AK Parti, sadece Yılmaz hakkında
bir soruşturma olup olmadığını
sormuştu...
Genel anlamda, "Paralel yapı" ile
ilgili soruşturma olup olmadığı
bilgisini isteseydi;
Cumhuriyet Başsavcısı Erol Tosun'un
belirttiği gibi soruşturmanın içeriği ve safahatı hakkında
bilgi verilmeyecekti...
Belki yeterince anlatamamış olabilirim...
Bir kere daha tekrar edeyim:
Yılmaz, bırakın 6 saati
6 dakika bile sorgulanmadı...
Başkan Yılmaz'ın "dokunulmazlığı" yok elbette...

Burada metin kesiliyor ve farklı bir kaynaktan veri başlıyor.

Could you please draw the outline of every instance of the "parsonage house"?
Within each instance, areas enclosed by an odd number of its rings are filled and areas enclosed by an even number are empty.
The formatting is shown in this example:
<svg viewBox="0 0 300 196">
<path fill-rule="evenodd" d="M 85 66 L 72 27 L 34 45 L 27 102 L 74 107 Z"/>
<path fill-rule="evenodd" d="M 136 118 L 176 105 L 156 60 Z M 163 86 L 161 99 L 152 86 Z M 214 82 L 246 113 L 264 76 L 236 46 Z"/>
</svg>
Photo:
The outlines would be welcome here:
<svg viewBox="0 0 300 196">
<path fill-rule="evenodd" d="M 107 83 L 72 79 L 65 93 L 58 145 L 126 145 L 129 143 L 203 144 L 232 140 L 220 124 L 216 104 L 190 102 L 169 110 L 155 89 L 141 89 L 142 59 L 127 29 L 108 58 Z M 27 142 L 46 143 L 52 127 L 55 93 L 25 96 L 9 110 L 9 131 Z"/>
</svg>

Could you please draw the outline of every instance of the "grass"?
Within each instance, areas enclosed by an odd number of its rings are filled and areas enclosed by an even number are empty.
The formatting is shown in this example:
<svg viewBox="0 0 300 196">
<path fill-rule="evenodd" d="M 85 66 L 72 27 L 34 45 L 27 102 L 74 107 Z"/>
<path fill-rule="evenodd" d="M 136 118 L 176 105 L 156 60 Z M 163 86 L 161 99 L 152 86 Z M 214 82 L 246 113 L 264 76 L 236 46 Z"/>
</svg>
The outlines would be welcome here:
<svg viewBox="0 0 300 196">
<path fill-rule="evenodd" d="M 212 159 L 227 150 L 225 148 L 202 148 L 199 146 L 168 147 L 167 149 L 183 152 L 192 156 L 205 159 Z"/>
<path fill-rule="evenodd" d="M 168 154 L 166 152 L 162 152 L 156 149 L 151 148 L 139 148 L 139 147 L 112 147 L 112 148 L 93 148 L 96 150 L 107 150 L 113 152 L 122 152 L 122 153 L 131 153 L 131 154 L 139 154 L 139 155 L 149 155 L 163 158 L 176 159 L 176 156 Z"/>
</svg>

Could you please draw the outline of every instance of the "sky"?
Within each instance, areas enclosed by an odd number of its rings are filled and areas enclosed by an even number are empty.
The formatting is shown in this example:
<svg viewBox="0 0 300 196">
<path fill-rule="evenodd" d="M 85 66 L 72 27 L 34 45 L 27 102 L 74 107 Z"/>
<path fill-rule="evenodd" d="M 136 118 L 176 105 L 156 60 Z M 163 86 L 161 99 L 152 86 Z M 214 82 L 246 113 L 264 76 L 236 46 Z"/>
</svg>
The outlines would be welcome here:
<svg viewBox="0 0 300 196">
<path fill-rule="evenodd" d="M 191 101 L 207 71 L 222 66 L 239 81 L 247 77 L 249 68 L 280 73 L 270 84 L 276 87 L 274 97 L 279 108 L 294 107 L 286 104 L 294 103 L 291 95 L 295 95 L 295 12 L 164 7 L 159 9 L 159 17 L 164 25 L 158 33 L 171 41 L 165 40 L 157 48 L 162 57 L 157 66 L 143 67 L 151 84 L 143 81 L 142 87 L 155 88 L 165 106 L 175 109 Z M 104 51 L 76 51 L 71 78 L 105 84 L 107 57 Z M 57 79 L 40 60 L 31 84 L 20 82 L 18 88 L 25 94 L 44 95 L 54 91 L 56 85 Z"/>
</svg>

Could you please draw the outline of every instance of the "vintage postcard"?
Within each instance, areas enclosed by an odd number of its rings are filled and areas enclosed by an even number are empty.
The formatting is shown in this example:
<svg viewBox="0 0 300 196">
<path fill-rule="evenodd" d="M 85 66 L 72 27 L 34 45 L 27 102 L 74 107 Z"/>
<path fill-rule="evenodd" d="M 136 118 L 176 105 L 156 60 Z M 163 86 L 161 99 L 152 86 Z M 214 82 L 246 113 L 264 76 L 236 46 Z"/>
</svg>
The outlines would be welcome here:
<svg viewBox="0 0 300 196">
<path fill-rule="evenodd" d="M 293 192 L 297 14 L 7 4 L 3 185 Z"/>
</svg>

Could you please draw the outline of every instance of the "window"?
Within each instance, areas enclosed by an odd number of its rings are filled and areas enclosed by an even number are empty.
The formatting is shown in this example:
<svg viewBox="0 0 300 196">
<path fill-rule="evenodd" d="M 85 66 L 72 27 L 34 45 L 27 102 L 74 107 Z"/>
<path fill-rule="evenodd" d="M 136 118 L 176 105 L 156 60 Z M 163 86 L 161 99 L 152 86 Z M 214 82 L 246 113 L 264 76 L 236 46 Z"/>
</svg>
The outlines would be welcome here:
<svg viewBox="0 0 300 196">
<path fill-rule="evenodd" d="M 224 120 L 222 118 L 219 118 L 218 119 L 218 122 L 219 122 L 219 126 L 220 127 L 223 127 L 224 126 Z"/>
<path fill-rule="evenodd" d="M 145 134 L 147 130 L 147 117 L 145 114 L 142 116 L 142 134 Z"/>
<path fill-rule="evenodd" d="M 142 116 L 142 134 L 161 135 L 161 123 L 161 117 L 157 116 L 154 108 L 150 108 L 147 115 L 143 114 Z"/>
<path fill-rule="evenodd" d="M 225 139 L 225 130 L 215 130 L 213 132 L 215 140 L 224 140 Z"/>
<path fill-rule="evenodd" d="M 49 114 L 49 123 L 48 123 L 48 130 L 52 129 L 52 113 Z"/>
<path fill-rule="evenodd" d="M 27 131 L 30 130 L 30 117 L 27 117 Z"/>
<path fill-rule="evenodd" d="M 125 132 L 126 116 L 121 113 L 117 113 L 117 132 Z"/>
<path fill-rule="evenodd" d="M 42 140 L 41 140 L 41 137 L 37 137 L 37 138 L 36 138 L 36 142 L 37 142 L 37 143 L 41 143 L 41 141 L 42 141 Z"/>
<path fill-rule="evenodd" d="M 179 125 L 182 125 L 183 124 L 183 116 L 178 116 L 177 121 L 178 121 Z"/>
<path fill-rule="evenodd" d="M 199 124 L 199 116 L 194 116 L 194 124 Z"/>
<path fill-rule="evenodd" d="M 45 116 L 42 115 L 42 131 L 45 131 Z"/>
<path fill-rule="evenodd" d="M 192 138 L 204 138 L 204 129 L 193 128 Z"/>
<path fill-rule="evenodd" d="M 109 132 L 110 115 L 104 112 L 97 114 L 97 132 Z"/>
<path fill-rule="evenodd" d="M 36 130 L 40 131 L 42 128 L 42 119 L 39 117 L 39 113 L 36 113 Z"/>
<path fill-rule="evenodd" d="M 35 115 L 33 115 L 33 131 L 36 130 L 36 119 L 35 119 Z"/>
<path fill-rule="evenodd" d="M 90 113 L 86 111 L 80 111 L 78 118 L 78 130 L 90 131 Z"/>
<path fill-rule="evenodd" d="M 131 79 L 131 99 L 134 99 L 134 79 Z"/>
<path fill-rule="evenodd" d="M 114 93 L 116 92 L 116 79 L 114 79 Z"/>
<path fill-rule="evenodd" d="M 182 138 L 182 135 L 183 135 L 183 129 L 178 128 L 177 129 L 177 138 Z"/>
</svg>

Ancak, açıklamada ifade edilen
suçlarla ilgili olarak kamu görevlilerinin
soruşturmaya tabi tutulmalarının
yasal çerçevesi var...
Başsavcılık, resmi yazıyla izin ister;
"sorgulanabilir" onayı çıkmadığında
şimdilik o iş orada biter!..
Yani, uzun lafın kısası budur!..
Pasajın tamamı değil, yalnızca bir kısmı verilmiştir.